Interview | Eiskunstlauf-Bundesstützpunktleiter Jens Ter Laak Eiskunstlauf-Stützpunktleiter im Interview: "Ohne Druck funktioniert Leistungssport nicht"
Der Bundesstützpunkt Berlin hat sich mit Stars wie Minerva Hase und Nikita Volodin als Top-Adresse des Eiskunstlaufs etabliert. Vor der WM spricht Leiter Jens ter Laak über das Erfolgsgeheimnis und neue Herausforderungen in der Nachwuchsförderung.
rbb|24: Ein Großteil der deutschen Erfolge im Eiskunstlaufen ist aktuell made in Berlin. Was macht den Standort so erfolgreich?
Jens ter Laak (Eiskunstlauf-Bundesstützpunktleiter): Berlin ist einer der ältesten Standorte für die Sportart in ganz Europa. Es gab schon zu Kaiserzeiten Eishallen und überdachte Eisbahnen. Der erste Eiskunstlauf-Europameister war auch ein Berliner: Oskar Uhlig. Aufgrund dieser langen Tradition und der damit einhergehenden guten Infrastruktur ist Berlin prädestiniert gewesen für die weitere Entwicklung dieser Sportart. Das hat sich auch während der Trennung des Landes sowohl im Westen als auch im Osten parallel gut entwickelt.
Allerdings muss der Senat sparen. Und für Sanierungen von Sportstätten scheint aktuell wenig Geld übrig. Wie macht sich das beim Eiskunstlauf bemerkbar?

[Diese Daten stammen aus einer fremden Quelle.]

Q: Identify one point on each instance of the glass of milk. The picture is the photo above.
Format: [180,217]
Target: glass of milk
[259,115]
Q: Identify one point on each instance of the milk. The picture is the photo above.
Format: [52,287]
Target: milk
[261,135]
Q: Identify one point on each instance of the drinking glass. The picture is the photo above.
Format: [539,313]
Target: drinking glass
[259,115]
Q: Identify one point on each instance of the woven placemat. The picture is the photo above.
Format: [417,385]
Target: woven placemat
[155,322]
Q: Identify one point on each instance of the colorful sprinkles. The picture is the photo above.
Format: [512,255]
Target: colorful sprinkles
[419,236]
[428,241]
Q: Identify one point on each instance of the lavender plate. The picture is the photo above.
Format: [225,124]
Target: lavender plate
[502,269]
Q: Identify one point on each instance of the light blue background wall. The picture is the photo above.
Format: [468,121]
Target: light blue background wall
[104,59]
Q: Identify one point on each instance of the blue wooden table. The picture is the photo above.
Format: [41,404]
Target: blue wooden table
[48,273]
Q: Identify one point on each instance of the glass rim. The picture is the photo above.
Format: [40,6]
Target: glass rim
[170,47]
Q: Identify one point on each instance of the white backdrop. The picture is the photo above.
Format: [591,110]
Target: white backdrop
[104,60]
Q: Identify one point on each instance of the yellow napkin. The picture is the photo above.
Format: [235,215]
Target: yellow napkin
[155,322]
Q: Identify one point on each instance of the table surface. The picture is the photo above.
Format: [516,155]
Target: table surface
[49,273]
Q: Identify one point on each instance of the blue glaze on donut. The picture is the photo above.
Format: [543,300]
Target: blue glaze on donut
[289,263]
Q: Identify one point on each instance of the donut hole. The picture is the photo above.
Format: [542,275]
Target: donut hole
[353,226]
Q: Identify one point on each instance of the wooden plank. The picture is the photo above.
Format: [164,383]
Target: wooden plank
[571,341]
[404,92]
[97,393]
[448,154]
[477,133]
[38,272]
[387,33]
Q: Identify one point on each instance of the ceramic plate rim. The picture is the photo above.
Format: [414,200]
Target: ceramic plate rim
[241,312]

Wir erleben aktuell, dass die Infrastruktur in die Jahre gekommen ist, etwa das wieder mal geschlossene Erika-Heß-Eisstadion, in dem schon viele Meisterschaften stattgefunden haben. Auch die Eisbahnen, die wir jetzt als Bundesstützpunkt benutzen, sind durchaus sanierungsbedürftig. Wenn man die Sportart langfristig sichern möchte, muss man die Eishallen auf einen neuen Stand bringen. Es fehlt einfach das Geld, um die Infrastruktur zu modernisieren. Wir warten auf den Bau einer Athletikhalle, der uns seit einigen Jahren auf dem Gelände des Sportforums versprochen wird. Und Eishallen sind natürlich auch energetisch teuer. Unser Sport ist einfach eine kostenintensive Geschichte.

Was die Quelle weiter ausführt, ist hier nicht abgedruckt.